The program can pay 50 per cent of a new-hire’s wages and on-the-job training for as long as six months, or 75 per cent when hiring employees from certain groups, including youth and people with disabilities. Puusa explains that late last year WorkBC made the program more accessible by waiving a requirement that candidates needed to have paid into an employment insurance program to be eligible for a wage subsidy.
“The Cowichan area has one of the highest uptakes of this program since the changes happened back in November,” Puusa reports. She adds that WorkBC Duncan tries to negotiate with businesses receiving wage subsidies to use it as an opportunity to increase wages, but notes that not all employers do.
Meanwhile, at the Cowichan Bay Marine Pub, the head chef hasn’t had two consecutive days off since they reopened. Killam says they’ve begun experimenting with ways to give their cooks more manageable hours.
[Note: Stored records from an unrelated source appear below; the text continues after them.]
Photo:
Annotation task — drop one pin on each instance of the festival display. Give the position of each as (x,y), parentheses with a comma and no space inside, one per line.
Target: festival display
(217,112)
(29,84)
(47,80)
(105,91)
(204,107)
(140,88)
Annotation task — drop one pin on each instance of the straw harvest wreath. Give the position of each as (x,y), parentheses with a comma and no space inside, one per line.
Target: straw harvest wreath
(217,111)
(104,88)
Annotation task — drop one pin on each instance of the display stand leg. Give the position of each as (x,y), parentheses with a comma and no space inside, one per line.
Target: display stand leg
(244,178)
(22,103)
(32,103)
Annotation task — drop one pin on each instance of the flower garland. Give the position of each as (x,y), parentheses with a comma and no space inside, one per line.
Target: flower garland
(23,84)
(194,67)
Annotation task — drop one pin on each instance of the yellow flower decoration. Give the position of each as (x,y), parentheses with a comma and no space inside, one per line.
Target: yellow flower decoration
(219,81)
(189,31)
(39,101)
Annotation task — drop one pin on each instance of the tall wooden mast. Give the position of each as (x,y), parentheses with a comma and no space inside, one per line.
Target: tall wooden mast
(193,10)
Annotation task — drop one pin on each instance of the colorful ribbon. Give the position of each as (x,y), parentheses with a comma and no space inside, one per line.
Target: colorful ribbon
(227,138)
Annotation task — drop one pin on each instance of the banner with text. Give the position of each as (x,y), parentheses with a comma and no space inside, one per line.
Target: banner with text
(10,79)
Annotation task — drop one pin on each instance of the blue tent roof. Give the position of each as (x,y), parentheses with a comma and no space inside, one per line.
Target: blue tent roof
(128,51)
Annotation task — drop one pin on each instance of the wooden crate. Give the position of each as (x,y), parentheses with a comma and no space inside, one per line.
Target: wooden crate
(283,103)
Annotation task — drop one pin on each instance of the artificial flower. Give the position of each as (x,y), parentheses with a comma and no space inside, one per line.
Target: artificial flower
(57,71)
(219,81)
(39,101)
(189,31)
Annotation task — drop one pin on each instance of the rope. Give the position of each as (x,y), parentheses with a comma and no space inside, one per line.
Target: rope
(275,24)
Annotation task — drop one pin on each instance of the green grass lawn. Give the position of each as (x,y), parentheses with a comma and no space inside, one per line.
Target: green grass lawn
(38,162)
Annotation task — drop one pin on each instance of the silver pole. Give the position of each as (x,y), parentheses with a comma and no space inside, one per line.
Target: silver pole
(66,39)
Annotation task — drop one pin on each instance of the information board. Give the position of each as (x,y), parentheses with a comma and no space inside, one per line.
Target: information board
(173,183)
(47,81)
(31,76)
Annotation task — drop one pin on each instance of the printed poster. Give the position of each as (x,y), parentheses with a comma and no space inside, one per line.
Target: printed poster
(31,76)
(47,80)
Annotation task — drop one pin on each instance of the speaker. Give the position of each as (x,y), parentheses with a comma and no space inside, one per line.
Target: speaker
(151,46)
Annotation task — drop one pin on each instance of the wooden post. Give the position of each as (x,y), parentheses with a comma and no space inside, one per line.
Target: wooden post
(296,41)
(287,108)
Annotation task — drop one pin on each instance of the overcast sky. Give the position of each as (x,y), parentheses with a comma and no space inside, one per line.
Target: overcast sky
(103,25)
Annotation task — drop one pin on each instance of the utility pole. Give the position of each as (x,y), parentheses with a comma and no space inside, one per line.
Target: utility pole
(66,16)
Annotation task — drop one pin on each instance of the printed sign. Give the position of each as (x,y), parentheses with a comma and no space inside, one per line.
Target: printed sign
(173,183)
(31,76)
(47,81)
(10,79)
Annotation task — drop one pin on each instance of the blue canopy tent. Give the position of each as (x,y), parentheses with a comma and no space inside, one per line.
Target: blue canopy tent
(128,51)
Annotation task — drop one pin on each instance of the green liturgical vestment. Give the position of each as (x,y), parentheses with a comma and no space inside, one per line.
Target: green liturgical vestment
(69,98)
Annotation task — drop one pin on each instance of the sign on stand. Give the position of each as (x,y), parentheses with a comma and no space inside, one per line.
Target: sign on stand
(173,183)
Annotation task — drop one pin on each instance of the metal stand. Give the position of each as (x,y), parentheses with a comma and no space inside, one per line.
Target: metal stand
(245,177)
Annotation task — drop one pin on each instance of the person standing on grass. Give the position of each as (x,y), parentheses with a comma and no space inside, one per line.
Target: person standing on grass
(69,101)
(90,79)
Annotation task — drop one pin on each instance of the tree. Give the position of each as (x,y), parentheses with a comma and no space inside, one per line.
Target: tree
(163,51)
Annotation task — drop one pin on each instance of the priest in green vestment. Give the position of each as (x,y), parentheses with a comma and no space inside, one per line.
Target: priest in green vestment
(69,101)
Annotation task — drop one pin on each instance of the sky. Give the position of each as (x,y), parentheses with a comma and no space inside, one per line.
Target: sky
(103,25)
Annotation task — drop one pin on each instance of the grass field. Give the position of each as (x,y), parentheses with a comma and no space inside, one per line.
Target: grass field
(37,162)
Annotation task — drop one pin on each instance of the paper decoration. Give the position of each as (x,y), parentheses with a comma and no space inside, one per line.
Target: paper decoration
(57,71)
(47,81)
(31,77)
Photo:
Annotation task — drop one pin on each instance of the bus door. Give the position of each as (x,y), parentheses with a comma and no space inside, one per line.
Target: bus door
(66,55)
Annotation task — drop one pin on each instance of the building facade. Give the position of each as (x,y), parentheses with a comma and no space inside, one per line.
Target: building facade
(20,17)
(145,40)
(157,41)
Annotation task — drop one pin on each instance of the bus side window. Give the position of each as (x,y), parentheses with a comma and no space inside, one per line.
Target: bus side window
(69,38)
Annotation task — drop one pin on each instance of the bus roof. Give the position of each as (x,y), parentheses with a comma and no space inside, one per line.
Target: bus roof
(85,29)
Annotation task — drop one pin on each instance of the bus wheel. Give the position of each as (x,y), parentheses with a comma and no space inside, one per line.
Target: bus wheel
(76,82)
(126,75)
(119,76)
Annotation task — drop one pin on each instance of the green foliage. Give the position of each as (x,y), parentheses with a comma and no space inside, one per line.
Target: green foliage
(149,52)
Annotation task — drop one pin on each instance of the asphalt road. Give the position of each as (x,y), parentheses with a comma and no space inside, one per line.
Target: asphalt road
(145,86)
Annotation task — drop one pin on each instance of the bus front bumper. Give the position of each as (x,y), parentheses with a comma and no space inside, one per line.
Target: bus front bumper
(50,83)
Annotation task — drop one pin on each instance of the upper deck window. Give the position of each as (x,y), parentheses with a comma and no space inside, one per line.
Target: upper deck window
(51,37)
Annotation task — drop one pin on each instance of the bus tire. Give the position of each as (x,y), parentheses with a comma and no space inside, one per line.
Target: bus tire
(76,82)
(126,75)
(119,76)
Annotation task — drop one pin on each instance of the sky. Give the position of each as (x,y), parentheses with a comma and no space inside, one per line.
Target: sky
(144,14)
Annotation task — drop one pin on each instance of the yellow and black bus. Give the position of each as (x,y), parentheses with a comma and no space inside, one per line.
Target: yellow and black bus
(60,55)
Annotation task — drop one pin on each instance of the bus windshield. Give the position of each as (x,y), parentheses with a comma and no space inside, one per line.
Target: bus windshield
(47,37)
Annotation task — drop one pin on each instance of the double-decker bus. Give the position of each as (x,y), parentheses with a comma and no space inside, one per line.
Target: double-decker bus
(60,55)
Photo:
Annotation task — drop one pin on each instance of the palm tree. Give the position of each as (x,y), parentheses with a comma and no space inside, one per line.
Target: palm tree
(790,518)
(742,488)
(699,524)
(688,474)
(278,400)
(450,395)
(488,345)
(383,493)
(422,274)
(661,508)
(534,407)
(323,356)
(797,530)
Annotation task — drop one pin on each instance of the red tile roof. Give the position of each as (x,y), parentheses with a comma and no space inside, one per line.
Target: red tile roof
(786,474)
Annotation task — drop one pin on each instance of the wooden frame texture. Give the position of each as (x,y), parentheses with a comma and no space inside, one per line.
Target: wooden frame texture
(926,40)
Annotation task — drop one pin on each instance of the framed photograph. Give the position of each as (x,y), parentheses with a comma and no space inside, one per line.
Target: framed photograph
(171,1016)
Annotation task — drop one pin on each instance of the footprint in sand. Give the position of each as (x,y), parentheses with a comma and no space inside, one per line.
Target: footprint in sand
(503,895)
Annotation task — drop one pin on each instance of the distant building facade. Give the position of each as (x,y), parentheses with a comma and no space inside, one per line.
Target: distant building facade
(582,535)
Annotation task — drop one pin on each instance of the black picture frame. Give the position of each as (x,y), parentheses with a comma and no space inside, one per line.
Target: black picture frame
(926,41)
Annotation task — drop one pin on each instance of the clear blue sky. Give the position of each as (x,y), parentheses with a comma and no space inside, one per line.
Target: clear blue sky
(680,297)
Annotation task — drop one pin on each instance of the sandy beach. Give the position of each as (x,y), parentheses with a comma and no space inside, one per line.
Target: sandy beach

Last Thursday, the pub turned the kitchen over to Pam and Cam Stiles, who last month closed their Holy Cow Indian Eats business, for curry specials along with limited pub fare. “We need to do something because they [the region’s cooks] are all burning out.” [end]
Editor’s note, Sept. 20, 2021: A previous version of this article stated that WorkBC previously required employers to have paid into employment insurance to be eligible for the wage subsidy program. In fact, it what the job candidates that previously needed to have paid into EI. The article also stated that wage subsidies would cover up to 50 per cent of wages, when in fact they can cover 75 per cent of wages for employees in certain underrepresented groups.